Facing criminal charges can pose serious problems for anyone: jail, fines, probation, employment difficulties. But criminal charges mean additional problems for one group: those who are not U.S. citizens. While this area of the law is quite complicated, in addition to the ordinary penalties, a criminal conviction in many instances can bring serious consequences for the immigration status of non-citizens, including deportation, exclusion (being barred from entering this country), and becoming ineligible for citizenship, among other problems.
What makes the situation worse is that many of those affected by this – and even some lawyers – do not fully comprehend the damage a non-citizen can incur due to a run-in with law enforcement. In fact, a 2010 Supreme Court decision (Padilla v. Kentucky) held that, due to what it termed a “clear” risk of deportation following guilty pleas to many criminal charges, defense lawyers have a Sixth Amendment duty to advise non-citizen clients correctly on those risks.
One common misconception is that the interplay of criminal law and immigration status only concerns persons who are not legally in this country. In fact, lawfully admitted permanent residents (green card holders) and temporary residents on valid visas, can face serious problems in the wake of criminal charges, not just aliens here without legal authorization.
Section 1227(a)(2) of the immigration title of the U.S. Code specifies a large number of criminal offenses for which aliens can be deported (including firearms offenses, drug offenses above possession of 30 grams of marijuana for personal use, crimes of domestic violence, stalking, failure to register as a sex offender, or child abuse, neglect or abandonment.)
But this same section of immigration law also contains several more general grounds for deportation. These include conviction, generally within five years of first being admitted to this country, of a crime involving “moral turpitude” (one which manifests signs of bad character, such as dishonesty, theft, or the intent to harm people or property), where the potential sentence is a year or longer.

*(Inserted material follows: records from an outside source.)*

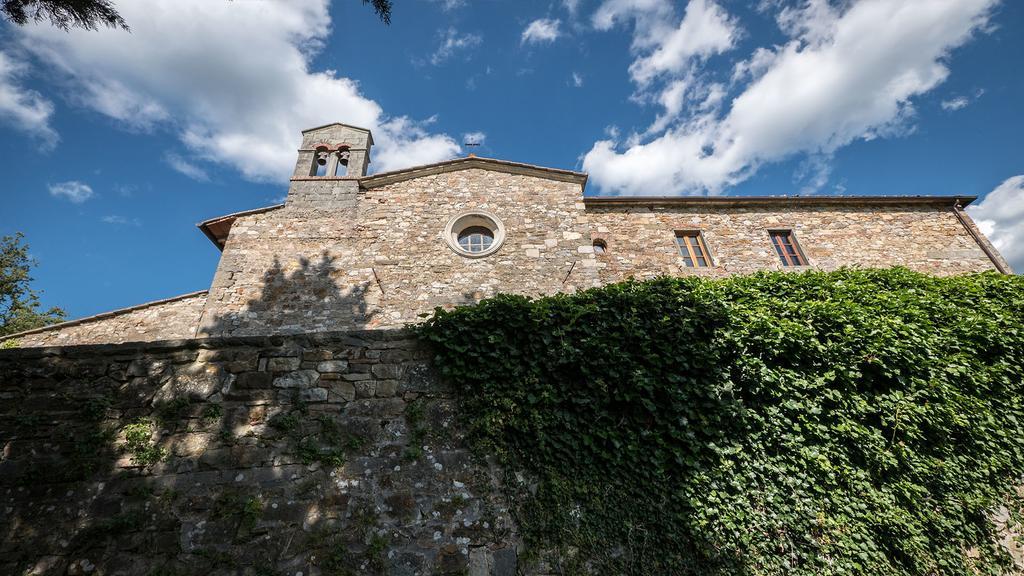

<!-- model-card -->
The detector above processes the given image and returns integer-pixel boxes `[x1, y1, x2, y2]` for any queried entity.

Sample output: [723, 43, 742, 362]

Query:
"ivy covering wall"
[419, 268, 1024, 575]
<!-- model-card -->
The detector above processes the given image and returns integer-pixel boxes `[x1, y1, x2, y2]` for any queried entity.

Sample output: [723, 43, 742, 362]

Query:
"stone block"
[354, 380, 376, 399]
[317, 360, 348, 373]
[371, 364, 403, 380]
[301, 388, 329, 403]
[273, 370, 320, 388]
[375, 380, 399, 397]
[341, 372, 371, 382]
[236, 371, 273, 389]
[266, 357, 301, 372]
[330, 381, 356, 402]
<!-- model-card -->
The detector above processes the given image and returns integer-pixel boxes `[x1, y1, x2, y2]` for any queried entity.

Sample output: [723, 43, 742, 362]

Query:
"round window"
[458, 226, 494, 253]
[444, 212, 505, 258]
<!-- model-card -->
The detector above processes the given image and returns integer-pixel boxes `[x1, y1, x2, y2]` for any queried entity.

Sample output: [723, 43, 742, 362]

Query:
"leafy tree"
[362, 0, 392, 25]
[2, 0, 394, 31]
[0, 233, 65, 337]
[2, 0, 128, 31]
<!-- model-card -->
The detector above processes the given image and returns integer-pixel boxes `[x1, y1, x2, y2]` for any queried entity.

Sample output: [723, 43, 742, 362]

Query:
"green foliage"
[213, 490, 264, 539]
[64, 425, 116, 480]
[122, 419, 167, 466]
[2, 0, 127, 31]
[418, 268, 1024, 575]
[153, 397, 194, 427]
[366, 532, 389, 572]
[402, 399, 428, 462]
[273, 410, 365, 468]
[202, 402, 223, 421]
[268, 411, 300, 432]
[0, 232, 65, 337]
[81, 394, 112, 421]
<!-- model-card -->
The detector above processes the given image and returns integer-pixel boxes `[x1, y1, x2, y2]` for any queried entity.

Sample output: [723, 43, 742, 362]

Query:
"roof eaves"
[582, 195, 977, 208]
[301, 122, 374, 144]
[196, 203, 285, 250]
[0, 290, 209, 341]
[359, 156, 588, 189]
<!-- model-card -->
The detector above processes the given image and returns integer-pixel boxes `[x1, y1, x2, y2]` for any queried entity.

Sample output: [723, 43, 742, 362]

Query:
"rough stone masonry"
[0, 122, 1011, 347]
[0, 330, 527, 576]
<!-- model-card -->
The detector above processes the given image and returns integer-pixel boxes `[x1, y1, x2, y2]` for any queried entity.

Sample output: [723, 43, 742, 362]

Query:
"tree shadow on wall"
[0, 338, 473, 575]
[203, 251, 376, 338]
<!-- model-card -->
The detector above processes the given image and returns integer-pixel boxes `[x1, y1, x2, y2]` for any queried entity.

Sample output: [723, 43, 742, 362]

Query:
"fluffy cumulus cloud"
[627, 0, 737, 86]
[48, 181, 94, 203]
[14, 0, 460, 181]
[521, 18, 562, 45]
[584, 0, 998, 195]
[967, 175, 1024, 272]
[0, 50, 57, 146]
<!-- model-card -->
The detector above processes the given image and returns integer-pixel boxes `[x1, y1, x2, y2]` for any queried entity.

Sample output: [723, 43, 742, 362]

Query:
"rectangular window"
[675, 231, 712, 268]
[769, 230, 807, 266]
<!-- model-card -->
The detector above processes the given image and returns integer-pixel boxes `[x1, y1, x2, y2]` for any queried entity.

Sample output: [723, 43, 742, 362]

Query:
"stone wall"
[0, 330, 523, 576]
[198, 168, 602, 337]
[4, 291, 208, 348]
[586, 202, 997, 281]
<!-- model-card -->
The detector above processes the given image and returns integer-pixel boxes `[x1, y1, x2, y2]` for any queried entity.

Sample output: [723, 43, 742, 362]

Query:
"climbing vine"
[418, 268, 1024, 575]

That one-year threshold means that many common New York misdemeanors, such as driving under the influence or shoplifting items valued at less than $1,000, can bring serious immigration consequences for non-citizens. In fact, it was to avoid California misdemeanor offenses bringing in their wake immigration consequences for non-citizens that California Gov. Brown last July signed into new state law setting a 364-day maximum sentence for misdemeanor offenses there.
Other grounds for deportation and permanent exclusion include any “aggravated felony,” a term under which section 1101(a)(43) of the immigration title incudes over 20 different offenses (ranging from murder, rape, child pornography and drug or firearms trafficking, to money laundering, tax evasion of over $10,000, and many others). Another grounds for deportation is conviction of two or more crimes of moral turpitude at any time since admission to the U.S., regardless of whether a sentence was imposed, unless they were part of a single scheme of criminal misconduct.
An even wider range of offenses can prevent an alien from being able to enter the country lawfully, as can admissions of having engaged in certain crimes or conduct, even without criminal charges being filed.
Making a difficult subject even more complex, for immigration purposes, a “conviction” need not mean being found guilty of a crime and sentenced for it. Instead, immigration problems can be triggered by a guilty plea, or even a suspended sentence or an administrative procedure disposing of a criminal case short of what most people would think a criminal conviction would mean.
If you are a non-citizen facing a criminal charge in New York, make sure that any counsel you see thoroughly understands and can advise you on the possible consequences for your ability to remain in this country, become naturalized or re-enter the country again after you travel outside it.